La Caisse de chômage m'a dit au moment venu, il faut fournir un
dossier et s'inscrire au chômage. [...]"
c) Par décision sur opposition du 4 janvier 2010, la Caisse
cantonale de chômage, Division juridique, a rejeté l'opposition formée par
l'assuré et confirmé sa décision du 13 octobre 2009. Elle a rappelé les
règles concernant la prise en compte des périodes de cotisation en cas de
retraite anticipée (art. 12 OACI), à savoir qu'afin d'empêcher le cumul
injustifié de prestations de vieillesse de la prévoyance professionnelle et
de l'indemnité de chômage (cf. art. 13 al. 3 LACI), seule était prise en
compte comme période de cotisation, pour les assurés bénéficiant d'une
retraite anticipée, l'activité soumise à cotisation qu'ils avaient exercée
après leur mise à la retraite (art. 12 al. 1 OACI); cette restriction n'était
toutefois pas applicable lorsque l'assuré avait été mis à la retraite
anticipée pour des raisons économiques ou sur la base de réglementations
impératives entrant dans le cadre de la prévoyance professionnelle, et
qu'il avait droit à des prestations de retraite inférieures à l'indemnité de
chômage à laquelle il pouvait prétendre en vertu de l'art. 22 LACI (al. 2).

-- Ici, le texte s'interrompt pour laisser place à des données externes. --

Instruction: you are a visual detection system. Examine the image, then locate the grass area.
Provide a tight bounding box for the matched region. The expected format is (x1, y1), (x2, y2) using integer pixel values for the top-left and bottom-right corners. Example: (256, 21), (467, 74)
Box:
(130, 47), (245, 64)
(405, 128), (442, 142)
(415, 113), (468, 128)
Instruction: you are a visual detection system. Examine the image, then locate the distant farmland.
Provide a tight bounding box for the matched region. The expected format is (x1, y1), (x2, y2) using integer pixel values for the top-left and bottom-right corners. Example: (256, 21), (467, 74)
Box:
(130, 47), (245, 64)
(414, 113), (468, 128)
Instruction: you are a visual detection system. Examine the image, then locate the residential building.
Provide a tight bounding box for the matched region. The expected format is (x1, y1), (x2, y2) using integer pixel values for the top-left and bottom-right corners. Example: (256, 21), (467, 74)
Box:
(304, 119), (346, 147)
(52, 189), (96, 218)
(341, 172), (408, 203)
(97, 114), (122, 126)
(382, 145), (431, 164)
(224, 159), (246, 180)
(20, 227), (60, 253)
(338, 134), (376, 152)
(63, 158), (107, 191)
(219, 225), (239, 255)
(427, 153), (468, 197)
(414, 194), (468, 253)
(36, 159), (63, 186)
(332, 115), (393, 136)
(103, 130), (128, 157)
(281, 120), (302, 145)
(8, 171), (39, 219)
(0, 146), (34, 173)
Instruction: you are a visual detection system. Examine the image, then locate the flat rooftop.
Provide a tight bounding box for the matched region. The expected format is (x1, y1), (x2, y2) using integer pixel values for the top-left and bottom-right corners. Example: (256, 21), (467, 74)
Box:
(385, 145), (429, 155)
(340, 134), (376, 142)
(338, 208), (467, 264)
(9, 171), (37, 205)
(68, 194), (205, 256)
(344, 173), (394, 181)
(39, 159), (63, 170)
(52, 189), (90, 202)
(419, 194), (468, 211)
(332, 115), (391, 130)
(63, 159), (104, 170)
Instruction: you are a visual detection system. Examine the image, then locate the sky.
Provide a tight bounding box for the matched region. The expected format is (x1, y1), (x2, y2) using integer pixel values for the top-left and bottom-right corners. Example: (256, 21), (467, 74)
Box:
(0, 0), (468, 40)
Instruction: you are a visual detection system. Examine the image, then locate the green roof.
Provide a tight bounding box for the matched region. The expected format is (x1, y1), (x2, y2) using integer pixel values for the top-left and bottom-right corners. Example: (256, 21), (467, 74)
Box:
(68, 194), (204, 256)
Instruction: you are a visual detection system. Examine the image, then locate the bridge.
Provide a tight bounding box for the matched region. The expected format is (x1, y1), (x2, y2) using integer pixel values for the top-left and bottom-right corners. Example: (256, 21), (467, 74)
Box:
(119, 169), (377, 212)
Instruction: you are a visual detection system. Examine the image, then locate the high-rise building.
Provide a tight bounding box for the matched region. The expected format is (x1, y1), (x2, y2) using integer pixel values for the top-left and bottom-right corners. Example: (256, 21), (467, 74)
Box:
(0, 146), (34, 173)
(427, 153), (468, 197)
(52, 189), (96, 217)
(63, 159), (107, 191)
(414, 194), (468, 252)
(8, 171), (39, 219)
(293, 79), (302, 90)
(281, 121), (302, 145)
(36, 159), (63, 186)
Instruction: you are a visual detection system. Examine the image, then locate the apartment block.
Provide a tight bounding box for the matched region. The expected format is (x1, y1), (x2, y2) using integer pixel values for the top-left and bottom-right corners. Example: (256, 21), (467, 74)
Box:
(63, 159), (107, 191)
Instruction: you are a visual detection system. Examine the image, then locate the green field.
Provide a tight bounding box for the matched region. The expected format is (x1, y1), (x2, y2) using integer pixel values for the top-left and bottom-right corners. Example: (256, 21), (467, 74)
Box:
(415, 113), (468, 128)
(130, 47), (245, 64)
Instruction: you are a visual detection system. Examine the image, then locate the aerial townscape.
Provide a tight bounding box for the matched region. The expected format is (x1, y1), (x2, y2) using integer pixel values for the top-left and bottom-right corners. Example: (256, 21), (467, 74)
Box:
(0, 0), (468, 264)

Le Secrétariat d'Etat à l'économie (SECO) avait précisé dans sa Circulaire
relative à l'indemnité de chômage (IC 2007) que les deux critères
déterminants pour l'application de cette règle spéciale de prise en compte
étaient le caractère volontaire de la retraite anticipée et la perception de
prestations de vieillesse de la prévoyance professionnelle; le retraite était
toujours présumée volontaire lorsque l'assuré avait résilié lui-même le
rapport de travail et touchait une prestation de vieillesse LPP (IC 2007, ch.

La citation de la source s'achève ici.